The conservative Iowans for Tax Relief proposed major changes that it said would save $762.8 million, including selling off the state’s prisons to private groups, eliminating the Department of Economic Development and cutting state worker pay by 5 percent.

“I, like many other Iowans, thought it was time for the Legislature to look for ways to be more fiscally responsible,” said Ed Failor Jr., the group’s president.

At the same time, labor and liberal activists announced the formation of the Coalition for Better Iowa. Spokesman Andrew Berg said its goal is to persuade lawmakers to look at both revenues and spending as they struggle to overcome the budget shortfall for the year beginning July 1. Berg said his group wasn’t pushing a particular plan but wanted to keep the discussion open.

“Tax increases are certainly a hard thing to look at, but the Legislature itself has hard decisions to make on both sides of the equation,” he said.

Gov. Chet Culver and Democrats who hold majorities in both legislative chambers have ruled out any new taxes, saying they will balance the budget by cutting spending and tapping into the state’s cash reserves.

After failing last year, Democrats also said they wouldn’t try again to overhaul Iowa’s income tax code. Democrats had wanted to eliminate the ability to deduct federal tax payments when calculating state liability, then use the money that generates to lower income tax rates.

The package lawmakers considered also would have generated several hundred million dollars, largely by raising taxes on upper-income taxpayers.

Failor said he wasn’t convinced that cash-strapped legislative leaders would stick with their pledge to drop the issue.

“Taxpayers successfully defeated the proposal to repeal federal deductibility last year, yet it likely will be introduced again this year,” he said. “The way to fix the state budget is not a $600 million tax increase, it is through changing Iowa government.”

Failor’s group sponsors one of the state’s largest political action committees — Taxpayers United. While it primarily backs Republicans, it also finances moderate and rural Democrats who are sympathetic to its anti-tax message.
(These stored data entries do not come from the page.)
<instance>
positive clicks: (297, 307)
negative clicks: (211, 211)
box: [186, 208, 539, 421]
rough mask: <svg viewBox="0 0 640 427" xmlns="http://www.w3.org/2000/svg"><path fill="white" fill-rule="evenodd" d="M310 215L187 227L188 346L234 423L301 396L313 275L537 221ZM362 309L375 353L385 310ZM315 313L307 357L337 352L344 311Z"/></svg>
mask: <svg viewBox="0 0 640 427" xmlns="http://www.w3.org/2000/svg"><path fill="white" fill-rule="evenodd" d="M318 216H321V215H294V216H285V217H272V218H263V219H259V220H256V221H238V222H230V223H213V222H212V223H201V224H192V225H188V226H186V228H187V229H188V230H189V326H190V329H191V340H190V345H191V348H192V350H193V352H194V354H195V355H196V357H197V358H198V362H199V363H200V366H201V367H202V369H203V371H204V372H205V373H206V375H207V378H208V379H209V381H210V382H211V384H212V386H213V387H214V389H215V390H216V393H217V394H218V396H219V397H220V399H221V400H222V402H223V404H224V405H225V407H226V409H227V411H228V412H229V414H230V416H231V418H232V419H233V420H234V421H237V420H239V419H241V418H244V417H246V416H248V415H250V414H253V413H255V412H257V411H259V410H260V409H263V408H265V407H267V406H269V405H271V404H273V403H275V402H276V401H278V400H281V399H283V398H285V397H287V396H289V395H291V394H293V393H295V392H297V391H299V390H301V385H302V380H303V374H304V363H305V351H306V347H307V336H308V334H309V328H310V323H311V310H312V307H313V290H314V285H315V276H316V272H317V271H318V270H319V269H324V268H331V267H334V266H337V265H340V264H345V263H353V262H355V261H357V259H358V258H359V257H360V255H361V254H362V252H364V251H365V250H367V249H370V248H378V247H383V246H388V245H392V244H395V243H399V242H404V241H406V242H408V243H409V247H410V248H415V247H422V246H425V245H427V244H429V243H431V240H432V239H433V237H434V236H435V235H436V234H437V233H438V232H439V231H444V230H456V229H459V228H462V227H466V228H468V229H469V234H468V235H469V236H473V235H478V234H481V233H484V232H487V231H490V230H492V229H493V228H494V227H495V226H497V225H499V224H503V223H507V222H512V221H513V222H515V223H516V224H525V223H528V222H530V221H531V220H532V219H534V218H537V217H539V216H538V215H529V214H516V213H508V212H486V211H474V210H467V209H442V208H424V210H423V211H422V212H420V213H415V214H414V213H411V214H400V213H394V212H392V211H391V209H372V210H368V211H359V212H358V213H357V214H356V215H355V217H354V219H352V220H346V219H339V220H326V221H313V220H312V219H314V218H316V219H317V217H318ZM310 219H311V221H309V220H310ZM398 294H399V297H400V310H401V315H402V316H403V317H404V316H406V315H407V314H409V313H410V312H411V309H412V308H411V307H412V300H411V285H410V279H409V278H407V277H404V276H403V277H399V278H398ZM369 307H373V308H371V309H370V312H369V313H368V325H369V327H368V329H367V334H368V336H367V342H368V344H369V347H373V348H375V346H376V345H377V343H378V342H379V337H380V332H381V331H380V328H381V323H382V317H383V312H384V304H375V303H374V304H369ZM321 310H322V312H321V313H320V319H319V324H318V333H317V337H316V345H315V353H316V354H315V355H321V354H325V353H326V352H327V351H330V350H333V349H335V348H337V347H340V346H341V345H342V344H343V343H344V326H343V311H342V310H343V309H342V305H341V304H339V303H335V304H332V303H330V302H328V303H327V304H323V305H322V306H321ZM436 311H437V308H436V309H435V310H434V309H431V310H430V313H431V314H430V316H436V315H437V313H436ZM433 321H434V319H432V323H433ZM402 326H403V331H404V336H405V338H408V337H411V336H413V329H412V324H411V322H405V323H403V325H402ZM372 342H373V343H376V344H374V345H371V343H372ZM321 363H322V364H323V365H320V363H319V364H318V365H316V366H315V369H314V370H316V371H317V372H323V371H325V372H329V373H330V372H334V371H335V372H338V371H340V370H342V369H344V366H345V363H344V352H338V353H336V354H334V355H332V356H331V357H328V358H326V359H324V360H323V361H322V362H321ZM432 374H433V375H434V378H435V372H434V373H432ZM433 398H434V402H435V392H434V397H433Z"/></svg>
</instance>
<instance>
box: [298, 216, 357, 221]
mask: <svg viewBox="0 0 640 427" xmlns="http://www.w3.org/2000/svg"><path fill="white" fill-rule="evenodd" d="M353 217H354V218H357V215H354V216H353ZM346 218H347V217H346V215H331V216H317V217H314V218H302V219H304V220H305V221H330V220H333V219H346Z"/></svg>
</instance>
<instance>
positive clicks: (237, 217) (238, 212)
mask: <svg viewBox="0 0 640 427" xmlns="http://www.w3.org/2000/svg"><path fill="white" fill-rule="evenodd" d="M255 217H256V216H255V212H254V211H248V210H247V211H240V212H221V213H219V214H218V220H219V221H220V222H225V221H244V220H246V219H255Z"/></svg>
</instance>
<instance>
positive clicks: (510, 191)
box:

Those Democrats were crucial in heading off the effort to overhaul the tax system.

Labor and its allies are a linchpin of the Democratic coalition, offering money and supporters to candidates in an election year where they are likely to need it. Some labor leaders are restive that Democrats running the Legislature haven’t delivered on key issues, and that increases pressure on the party.

Democrats control the House 56-44, and the Senate 32-18. All members of the House are on the ballot this year, as well as half of the Senate.